Recherche zur Patentierbarkeit
Ausgehend davon, dass eine beanspruchte Erfindung eine neuartige Lösung für ein technisches Problem bietet, und unter Berücksichtigung dessen, dass Stand-der-Technik-, Literatur- und Produktrecherchen die Vorphase des Patentierungsprozesses bilden, setzen wir unseren mehrsprachigen Recherche- und Analyseansatz ein, um aus den verfügbaren Datenquellen den größtmöglichen Erkenntnisgewinn zu erzielen.
Da das gesamte Verfahren einschließlich der Recherchephase mit erheblichem Zeit- und Kostenaufwand verbunden sein kann, ist die in dieser Phase getroffene Entscheidung von zentraler Bedeutung.
Im Mittelpunkt stehen dabei die technische Lehre der beanspruchten Erfindung, die unabhängigen Ansprüche und deren Komponenten.

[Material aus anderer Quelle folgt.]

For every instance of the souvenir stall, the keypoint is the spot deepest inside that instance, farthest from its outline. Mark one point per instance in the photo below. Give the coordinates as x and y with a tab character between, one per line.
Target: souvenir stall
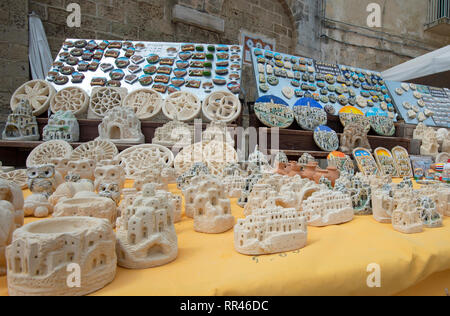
115	174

Zur Bestimmung des nächstliegenden Stands der Technik wenden wir den sogenannten Problem-Lösungs-Ansatz an und schaffen damit eine belastbare Ausgangsbasis. Während der Recherche achten wir gezielt auf Terminologie, die von allgemeinen Formulierungen bis hin zu fachspezifischem Jargon reichen kann, sowie auf mögliche Mehrdeutigkeiten in den relevanten Dokumenten. Eine strukturierte Brainstorming-Phase liefert anschließend zielgerichtete Schlüsselwörter innerhalb geeigneter Patentklassifikationen. Auf dieser Grundlage recherchieren wir umfassend in öffentlichen und privaten Patent- sowie Nichtpatentdatenbanken.
Als Ergebnis erstellen wir einen Bericht, der sämtliche Fundstellen berücksichtigt, die die Patentierbarkeit im Hinblick auf Neuheit und erfinderische Tätigkeit teilweise oder vollständig beeinflussen können. Schließlich, bei der Suche nach etwas, das wir paradoxerweise lieber nicht finden würden, achten wir besonders darauf, Verzerrungen zu vermeiden und die Objektivität des Rechercheprozesses zu wahren.
"Simplicity is the ultimate sophistication."
Leonardo da Vinci
Von der Übersetzung zur Ausarbeitung von Patentanmeldungen
Unsere Leistungen in Korrekturlesen, Lektorat und Ausarbeitung von Patentanmeldungen sind eine organische Erweiterung unserer Übersetzungstätigkeit. In diesem Rahmen haben wir über viele Jahre hinweg sowohl rechtliche Texte für verschiedene Patentbehörden als auch zahlreiche Patent- und Gebrauchsmusteranmeldungen bearbeitet.
Die Übersetzungspraxis hat uns zudem ein klares Qualitätsverständnis vermittelt: der Unterschied zwischen präzise formulierten und unzureichend strukturierten Patenttexten ist für den weiteren Verfahrensverlauf entscheidend.
Bei gut formulierten Ausgangstexten lässt sich die Übersetzung in der Regel problemlos durchführen, sofern die zuständige Fachübersetzerin bzw. der Fachübersetzer über die notwendige technische und sprachliche Expertise verfügt.
Demgegenüber erfordert die Bearbeitung unzureichend formulierter Texte regelmäßig einen deutlich höheren Aufwand. Sie erfordert, dass sich die zuständige Übersetzerin bzw. der zuständige Übersetzer tief in den Inhalt einarbeitet, und führt häufig zu der Entscheidung, den Auftrag entweder abzulehnen oder ihn unter zusätzlicher redaktioneller Verantwortung zu übernehmen.
Lektorat umfasst dabei aus unserer Sicht zwei Ebenen. Die erste Ebene entspricht weitgehend dem klassischen Korrekturlesen und konzentriert sich auf sprachliche Klarheit und Kohärenz. Die zweite Ebene betrifft das fachliche Lektorat: Hier sind fundiertes Fachverständnis sowie die Fähigkeit erforderlich, notwendige Korrekturen und Präzisierungen in enger Abstimmung mit der Autorin bzw. dem Autor umzusetzen.
Zusammengefasst hat sich unsere Kompetenz in Korrekturlesen, Lektorat und Ausarbeitung von Patentanmeldungen direkt aus der Übersetzungspraxis entwickelt. Dadurch können wir Patentanwälten sowohl die Ausarbeitung von Patentanmeldungen als auch deren Übersetzung aus einer Hand anbieten.
Dabei orientieren wir uns an den Vorgaben und Konventionen des Europäischen Patentamts (EPA/EPO), der Weltorganisation für geistiges Eigentum (WIPO), des United States Patent and Trademark Office (USPTO) sowie des Türk Patent ve Marka Kurumu (TPTO/TURKPATENT).